Le juge des référés a motivé cette décision par les motifs suivants :

— sur la demande d’exécution de travaux

— la preuve n’est pas rapportée que les nuisances sonores alléguées au niveau des installations sanitaires dépasseraient les seuils autorisés par les réglementations applicables à la construction litigieuse alors que le décret du 22 octobre 1955, qui fait référence à la mise en place d’un isolement sonore suffisant des pièces d’habitation compte tenu de leur destination, n’est pas applicable, l’immeuble ayant été construit avant 1955, et l’article 9 du règlement de copropriété prévoyant que chaque copropriétaire peut « modifier comme bon lui semblera la disposition intérieure de son appartement », cet article ajoutant uniquement que le syndic doit être avisé de cette modification sans qu’aucune sanction spécifique ne soit prévue en l’absence de cette information ; – par ailleurs, hormis le bain à remous, il n’est pas établi que la gêne sonore occasionnée par les autres installations sanitaires excéderait, par son ampleur et sa durée, les inconvénients normaux du voisinage, l’immeuble collectif étant ancien et bénéficiant d’une médiocre isolation phonique et les bruits occasionnés par les installations sanitaires mises en place, hormis le système de bain à remous (baignoire, lavabo, chasse de la cuvette WC) étant conformes aux seuils fixés par l’arrêté du 14 juin 1969 (35 dB, en tenant compte de la tolérance de 3 dB en raison de l’incertitude des mesures, rapport de M. B, page 6), bien que ce texte soit inapplicable en l’espèce ;

— en revanche, les bruits causés par le système de bains à remous, qualifiés d’inadmissibles par l’expert (rapport, page 21), excèdent à l’évidence les inconvénients normaux du voisinage, s’agissant d’un niveau de bruit très élevé, relevé à 45 dB (A) et rendent impossible l’utilisation normale de la chambre des époux X, leur occasionnant un trouble dejouissance caractérisé au niveau de cette pièce, en journée comme pendant la nuit ;

— cependant, il n’est pas contesté en l’espèce que les époux Y et la société MHCL ont procédé à la suppression de la motorisation du système de bains à remous, conformément à la solution réparatoire préconisée par l’expert en conclusion de son rapport ;

— ces travaux sont de nature à mettre un terme aux nuisances sonores subis par les époux X qui excédent à l’évidence les inconvénients normaux du voisinage ;

— sur la demande de provision

— les indemnités provisionnelles sollicitées ne sont pas justifiées dans leur principe et/ou dans leur quantum, en l’absence d’éléments probants versés aux débats permettant d’étayer les demandes formées à ce titre, alors même que l’expert judiciaire n’a pas analysé le préjudice de jouissance allégué par les demandeurs, qui a été laissé à l’appréciation du tribunal, que le principe même d’un préjudice de jouissance soulève plusieurs contestations sérieuses s’agissant des installations sanitaires autres que le bain à remous, que certaines infiltrations subies par les demandeurs ont pour origine la chute de l’immeuble et non pas l’installation sanitaire mise en place par les époux Y et la société MHCL et que l’expert judiciaire n’a constaté aucune humidité lors des opérations d’expertise, précisant même que « les lieux étaient parfaitement secs ».

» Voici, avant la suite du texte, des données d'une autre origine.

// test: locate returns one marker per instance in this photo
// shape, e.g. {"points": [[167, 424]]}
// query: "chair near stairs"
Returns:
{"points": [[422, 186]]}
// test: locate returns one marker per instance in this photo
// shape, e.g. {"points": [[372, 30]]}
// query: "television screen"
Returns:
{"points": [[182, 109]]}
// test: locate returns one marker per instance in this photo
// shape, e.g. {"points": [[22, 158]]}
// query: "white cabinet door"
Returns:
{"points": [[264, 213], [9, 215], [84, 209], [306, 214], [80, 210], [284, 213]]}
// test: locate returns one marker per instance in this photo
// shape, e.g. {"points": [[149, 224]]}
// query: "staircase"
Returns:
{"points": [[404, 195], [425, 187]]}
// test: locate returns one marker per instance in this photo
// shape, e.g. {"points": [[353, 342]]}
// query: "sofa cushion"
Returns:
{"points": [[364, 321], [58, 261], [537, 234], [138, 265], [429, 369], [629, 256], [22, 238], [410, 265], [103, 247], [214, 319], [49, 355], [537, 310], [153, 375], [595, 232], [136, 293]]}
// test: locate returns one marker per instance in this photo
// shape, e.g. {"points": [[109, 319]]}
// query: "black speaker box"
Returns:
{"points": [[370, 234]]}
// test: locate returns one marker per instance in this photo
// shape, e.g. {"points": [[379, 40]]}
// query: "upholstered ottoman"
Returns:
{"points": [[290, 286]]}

Par déclaration en date du 19 octobre 2015, les époux X et la SCI X ont fait appel de l’ordonnance rendue le 30 septembre 2015.

Les demandes et les moyens et arguments des parties

Les époux X et la SCI X

Au terme de leurs dernières conclusions communiquées par la voie électronique le 7 février 2017, les époux X et la SCI X demandent à la cour de :

— infirmer l’ordonnance de référé rendue le 30 septembre 2015,

en conséquence,

— ordonner aux frais de la XXX et des époux Y, la réalisation de travaux sur cette installation selon les prescriptions techniques définies dans le cadre du rapport de M. B, sapiteur acousticien, le 12 juin 2012, et ce sous astreinte journalière de 100 euros à compter de l’expiration du mois qui suivra celui de la signification de l’arrêt à intervenir ;

— dire que ces mesures réparatrices comporteront : – la suppression de la motorisation du bain à remous,

— la suppression du cabinet d’aisances,

— la pose sur les canalisations de colliers antivibratoires ainsi que les dispositifs tendant à ramener la pression d’eau à 2 bars et la vitesse de l’eau à 1 m/s,

— la pose, en remplacement s’il y a lieu, d’une robinetterie du groupe acoustique I avec un classement A3 et un indice Lap ' 15 dB(A)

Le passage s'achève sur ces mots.